Comptabilité complète : Autres entreprises (CA > 500 000€, SRL, SA, SComm) : journaux, plan comptable normalisé, inventaire, comptes annuels internes (approuvés par AG dans les 6 mois, publiés à la BNB dans les 30 jours).
Les micro-sociétés (peuvent faire un micro-schéma), petites sociétés (schéma abrégé) et grandes sociétés (schéma complet, rapport de gestion, commissaire) ont des obligations différentes. La définition européenne des PME (< 250 personnes, CA <= 50M€ ou total bilan <= 43M€) n'est pas la même que le CDE.
Être immatriculé à l'administration de la TVA :
La TVA est un impôt indirect. Taux normal : 21%, réduits : 0%, 6%, 12%.
Obligations : déclarations, paiement, listing annuel des clients, comptabilité, factures.

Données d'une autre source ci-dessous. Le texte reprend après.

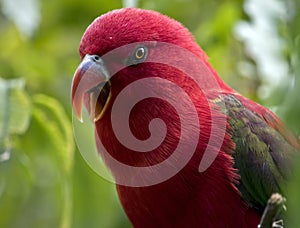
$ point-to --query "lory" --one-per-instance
(185, 149)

Être titulaire d'un compte bancaire :
Numéro de compte sur tous les documents. Pas de paiement en espèces > 3 000 €.
Obligations en matière de droit social :
Affiliation à une caisse d'assurance sociale (obligatoire pour indépendants).
Identification comme employeur auprès de l'ONSS (Wide). Cotisations sociales (charges patronales ~32% brut, salariales 13,07% brut).
DÉCLARATION DIMONA : Obligatoire pour informer engagement travailleur.
Déclaration multifonctionnelle trimestrielle (DmfA) : Reprend prestations et rémunérations.
Secrétariats sociaux : Organismes reconnus, aident aux formalités sociales.
Respect des obligations fiscales :
Retenue et déclaration du précompte professionnel (avance sur l'impôt sur les revenus professionnels).
Déclarations électroniques dans les 15 jours suivant l'expiration du mois/trimestre.
Fiches fiscales déposées électroniquement avant le 1er mars de l'année suivante.
Contracter les assurances nécessaires :
Certaines sont obligatoires (RC pro pour certaines professions, accidents du travail).